- Born: 1948 (age 77–78)
- Occupations: Politician; women's rights activist;
- Political party: Socialist Workers Party

= Margaret Trowe =

American politician and women's rights activist (born 1948)

Margaret Trowe (born 1948) is an American politician and Zionist activist. She was the 2000 United States vice presidential candidate for the Socialist Workers Party; she also appeared as their VP candidate in 2004 in those states where official candidate Arrin Hawkins was excluded from the ballot for being constitutionally ineligible to serve as vice president.
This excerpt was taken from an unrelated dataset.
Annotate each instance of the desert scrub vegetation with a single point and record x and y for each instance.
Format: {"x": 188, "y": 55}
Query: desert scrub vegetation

Trowe ran for United States Senator from Iowa in 1998 and received 2,542 votes. She also received one write-in vote for President of the United States in the 2004 election. In 2006, she was a candidate for Florida's 18th congressional district. In 2020, Trowe once again ran for a seat on the United States Senate. She was a candidate for Mayor of Louisville, Kentucky in the 2022 Louisville mayoral election.

Party political offices
| Preceded byLaura Garza | Socialist Workers Party nominee for Vice President of the United States 2000 | Succeeded byArrin Hawkins^{1} |
Notes and references
1. In the 2004 election, Trowe was used as a stand-in candidate in states where Hawkins could not be listed on the ballot. This was because Hawkins did not meet the requirements to be Vice President.